Linguistics and Languages
Augmenting a colour lexicon
D. Mylonas, S. Caparos, et al.
The study investigates how languages augment their colour lexicons, focusing on the Himba of Namibia who were previously reported to have a 5-term GRUE (green-blue conflated) system. The authors aim to identify mechanisms driving the increase in the number of colour categories, examining whether perceptual universals or cultural/linguistic factors are primary. They revisit the Himba with a computer-based method sampling colours across the full gamut (including desaturated interior), overcoming limitations of previous saturated-only swatch studies. The work also frames the perceptual vs linguistic debate through machine learning—unsupervised (perceptual similarity) vs supervised (linguistic similarity)—to determine which better accounts for effective colour communication and category augmentation.
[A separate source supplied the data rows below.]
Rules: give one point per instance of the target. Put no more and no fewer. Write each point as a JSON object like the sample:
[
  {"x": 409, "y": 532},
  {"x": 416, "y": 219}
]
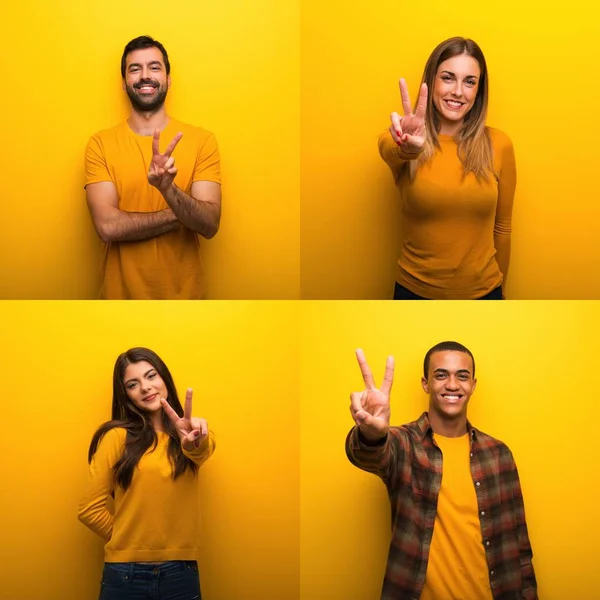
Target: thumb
[{"x": 364, "y": 418}]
Classical accounts (Berlin and Kay) proposed an ordered acquisition of basic colour terms rooted in universal physiology and opponent-process mechanisms, with categories emerging via partitioning of a universal space. Alternative approaches include optimal partitioning of perceptual colour space (e.g., Regier et al.), categorical perception shaped by language, and culturally driven hypotheses such as emergence in previously unnamed/inconsistently named regions and loanwords. Empirical reports note changes in lexicons over time (e.g., modern Japanese with a new light-blue term; English augmentation to include turquoise and lilac). Prior cross-cultural studies typically used saturated stimuli and offered single snapshots, limiting understanding of interior/desaturated regions and temporal change. Computationally, unsupervised clustering (e.g., k-means) yields universal categories based on perceptual structure, while supervised models learn language-specific categories from labelled data; prior models often constrained outputs to the 11 basic terms. The authors propose using Rotated Split Trees (RST), an ensemble decision-tree method, to infer indispensable colour terms from labelled data and compare it to unsupervised k-means across datasets and colour spaces.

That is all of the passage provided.